Kay Dickersin (born November 10, 1951) is an academic who trained first in cell biology and subsequently epidemiology. She went on to a career studying factors that influence research integrity, in particular publication bias and outcome reporting bias. She is Professor in the Department of Epidemiology at Johns Hopkins Bloomberg School of Public Health and Director of the Center for Clinical Trials and Evidence Synthesis there. She is also Director of the US Cochrane Center and the US Satellite of the Cochrane Eyes and Vision Group within the Cochrane Collaboration. Dickersin has received multiple awards for her research.

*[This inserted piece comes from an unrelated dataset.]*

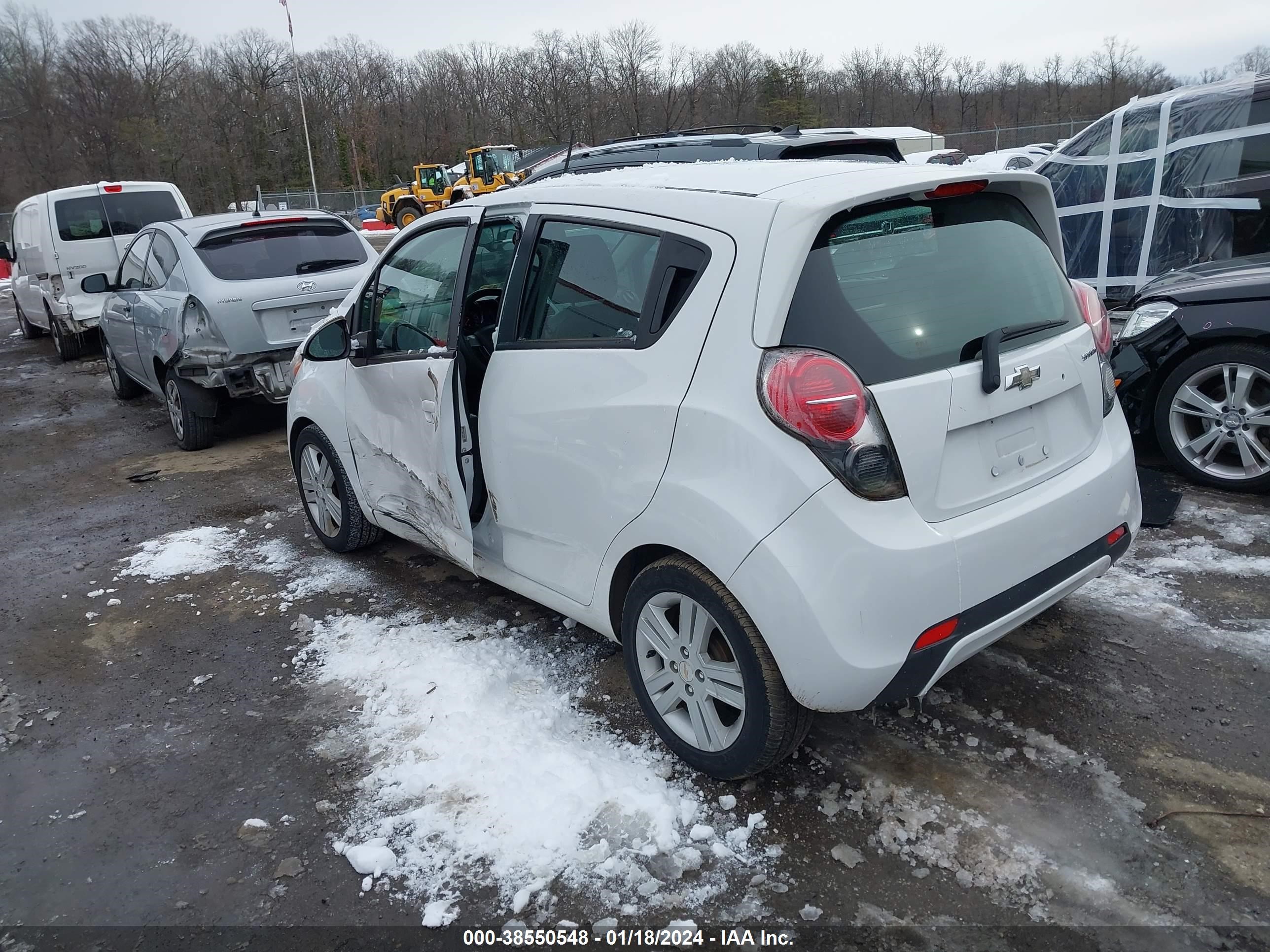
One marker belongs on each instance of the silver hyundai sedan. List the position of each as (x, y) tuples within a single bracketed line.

Dickersin’s formal academic and research training spans the basic, clinical, and public health sciences. Dickersin began an undergraduate degree at Bennington College in Bennington, Vermont, planning to major in art. After two years, she transferred undergraduate institutions to University of California, Berkeley. She received both a Bachelor of Arts and Master of Arts in Zoology (cell biology), from the UC Berkeley, in 1974 and 1975, respectively. She was awarded a PhD in epidemiology from the Johns Hopkins School of Hygiene and Public Health in 1989. While an undergraduate, she received a Howard Hughes Fellowship in Medical Research in 1971, and during her PhD research she received an NIH traineeship.

Dickersin spent two months in Dorothy and Claude A. Villee’s research laboratory at Harvard University to complete a "field work term” at Bennington College. Her new interest in science led her to leave Bennington after 2 years, and to work in Allan Tobin’s lab in developmental biology at Harvard College. Subsequently, she transferred undergraduate institutions to University of California, Berkeley. At Berkeley, where she did undergraduate and master's degree research, she worked in Daniel Mazia’s lab. Her master’s thesis was “Increased Permeability of Sea Urchin Eggs to Adenine After Fertilization, Parthenogenetic Activation, and Exposure to Ammonia”. After her master's degree, Dickersin taught biology at two community colleges in California (West Valley College and Fullerton College) and subsequently worked in Roger Sloboda’s lab at Dartmouth College doing developmental biology research.